Skyler White keeps enjoying her affair with Ted Beneke and is later told by Marie of Hank's change in behavior. Her sister claims that "death changes people", prompting Skyler to reconsider her affair and her opinion about Walt. After finding the large bag of Walt's meth earnings in the house and examining the money therein, Skyler speaks with her divorce attorney and confides in her about the fact that she is currently sleeping with her boss, as well as her doubts on whether Walt did "what he did" for the family. Her attorney encourages Skyler to leave him immediately, for the longer she stays with Walt, the more culpable she becomes towards his crimes. Skyler remains hesitant. However, when she gets home, she is surprised to find that Walt has packed his things, including the bag of money, and left the house. He also signed the divorce contract, having finally accepted Gus' offer to continue his work in the meth business.

Walt meets with Jesse in Saul Goodman's office and hands over Jesse's other half of the payment. However, he coldly tells Jesse that it will be the last money he will ever make in the meth business, as Gus was only using Jesse to get Walt working for him. Jesse is further enraged when Saul goes over to Walt's side, re-negotiating a money-laundering deal to secure himself a cut of Walt's profits. Jesse tells them that this won't stop him from cooking, then leaves the office in a fury.
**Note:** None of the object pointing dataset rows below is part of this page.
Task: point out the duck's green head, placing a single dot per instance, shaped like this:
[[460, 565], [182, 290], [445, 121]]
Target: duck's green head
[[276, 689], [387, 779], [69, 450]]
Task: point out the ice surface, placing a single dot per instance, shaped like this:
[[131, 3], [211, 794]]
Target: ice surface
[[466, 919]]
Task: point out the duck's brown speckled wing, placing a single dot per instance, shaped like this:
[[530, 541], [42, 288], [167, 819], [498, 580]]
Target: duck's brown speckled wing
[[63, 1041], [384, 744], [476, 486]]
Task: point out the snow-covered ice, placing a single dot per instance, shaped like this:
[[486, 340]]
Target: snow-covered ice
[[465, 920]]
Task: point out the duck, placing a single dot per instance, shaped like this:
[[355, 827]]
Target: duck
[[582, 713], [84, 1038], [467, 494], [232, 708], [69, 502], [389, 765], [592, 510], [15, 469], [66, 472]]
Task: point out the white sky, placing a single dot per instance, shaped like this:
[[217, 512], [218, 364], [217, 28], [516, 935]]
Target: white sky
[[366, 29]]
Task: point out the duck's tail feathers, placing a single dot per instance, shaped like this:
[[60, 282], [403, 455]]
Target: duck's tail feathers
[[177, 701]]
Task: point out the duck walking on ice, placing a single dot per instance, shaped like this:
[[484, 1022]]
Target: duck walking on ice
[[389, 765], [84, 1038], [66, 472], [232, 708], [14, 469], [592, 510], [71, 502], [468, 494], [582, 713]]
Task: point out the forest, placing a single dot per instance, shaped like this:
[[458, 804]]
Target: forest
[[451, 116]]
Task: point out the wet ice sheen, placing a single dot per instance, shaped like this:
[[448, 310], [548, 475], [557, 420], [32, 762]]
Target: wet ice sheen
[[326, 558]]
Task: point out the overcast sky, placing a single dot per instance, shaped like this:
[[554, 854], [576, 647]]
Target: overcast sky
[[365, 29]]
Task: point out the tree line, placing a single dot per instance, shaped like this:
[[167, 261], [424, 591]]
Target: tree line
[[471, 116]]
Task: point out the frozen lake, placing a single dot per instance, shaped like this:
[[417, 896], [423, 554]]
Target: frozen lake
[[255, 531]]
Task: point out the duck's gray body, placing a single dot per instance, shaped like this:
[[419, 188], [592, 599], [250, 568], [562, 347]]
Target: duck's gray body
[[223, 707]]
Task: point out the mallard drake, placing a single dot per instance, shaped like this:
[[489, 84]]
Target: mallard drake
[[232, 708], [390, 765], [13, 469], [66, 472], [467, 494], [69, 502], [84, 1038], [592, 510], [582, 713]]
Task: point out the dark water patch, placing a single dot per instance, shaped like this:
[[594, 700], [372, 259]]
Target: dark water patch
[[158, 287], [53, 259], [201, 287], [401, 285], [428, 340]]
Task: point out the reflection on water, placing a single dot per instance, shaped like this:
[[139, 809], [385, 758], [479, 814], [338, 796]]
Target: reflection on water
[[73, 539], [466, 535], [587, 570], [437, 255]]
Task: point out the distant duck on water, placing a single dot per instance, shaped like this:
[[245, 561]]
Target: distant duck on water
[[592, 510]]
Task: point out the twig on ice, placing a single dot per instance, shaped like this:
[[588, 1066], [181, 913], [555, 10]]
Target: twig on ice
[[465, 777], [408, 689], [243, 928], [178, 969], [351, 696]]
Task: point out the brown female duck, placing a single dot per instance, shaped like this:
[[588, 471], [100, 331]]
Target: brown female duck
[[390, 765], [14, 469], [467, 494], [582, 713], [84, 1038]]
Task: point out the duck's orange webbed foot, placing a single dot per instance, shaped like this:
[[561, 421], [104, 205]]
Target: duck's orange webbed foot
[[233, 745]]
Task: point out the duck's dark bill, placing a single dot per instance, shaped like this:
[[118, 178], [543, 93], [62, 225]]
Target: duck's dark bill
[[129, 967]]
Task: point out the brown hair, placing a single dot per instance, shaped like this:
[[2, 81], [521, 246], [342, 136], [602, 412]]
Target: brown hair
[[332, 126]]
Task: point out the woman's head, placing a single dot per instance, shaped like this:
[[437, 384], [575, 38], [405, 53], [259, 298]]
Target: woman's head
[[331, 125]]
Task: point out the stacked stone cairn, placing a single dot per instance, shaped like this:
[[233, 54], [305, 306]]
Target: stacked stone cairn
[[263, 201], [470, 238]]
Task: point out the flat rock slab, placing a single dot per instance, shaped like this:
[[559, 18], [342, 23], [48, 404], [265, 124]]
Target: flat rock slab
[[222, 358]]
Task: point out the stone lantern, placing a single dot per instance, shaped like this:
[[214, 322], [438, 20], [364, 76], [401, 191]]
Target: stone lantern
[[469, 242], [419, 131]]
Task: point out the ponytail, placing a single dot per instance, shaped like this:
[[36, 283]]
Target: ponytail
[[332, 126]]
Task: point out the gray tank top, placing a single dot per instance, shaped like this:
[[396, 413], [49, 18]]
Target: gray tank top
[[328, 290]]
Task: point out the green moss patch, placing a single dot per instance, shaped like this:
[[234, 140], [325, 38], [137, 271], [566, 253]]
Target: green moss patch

He picks up a broken piece of a curb and tosses it into Walt's newly-replaced front windshield.

Hank's search for the RV leads him to the doorstep of Combo's mother, who never reported her RV stolen after Combo sold it to Jesse. Hank searches Combo's room and finds a picture of Combo and Jesse during their night at the strip club, thereby leading Hank to now set his sights on Jesse.

== Production ==
The episode was written by Moira Walley-Beckett, and directed by Johan Renck; it aired on AMC in the United States and Canada on April 18, 2010.

== Reception ==
Donna Bowman of The A.V. Club gave, "Más" an "A" rating, commending its "clever, touching, and often jaw-dropping turning point for Season 3. Seth Amitin similarly gave it a 9.9/10 score, writing "Everything about "Mas" was great, from start to finish."

Stephen Glass writes in the essay "Better Than Human," that Jesse's act of shattering the windshield on Walt's Pontiac Aztek symbolized the shattering of Walt's pride in the fact that people admire him.

Susan Johnston refers to the episode in her essay "Family Man: Walter White and the Failure of Fatherhood."

In 2019, The Ringer ranked "Más" 57th out of the 62 total Breaking Bad episodes. Vulture ranked it 60th overall.
=== Viewership ===
The episode's original broadcast was viewed by 1.61 million people, which was an increase from the 1.46 million of the previous episode, "Green Light".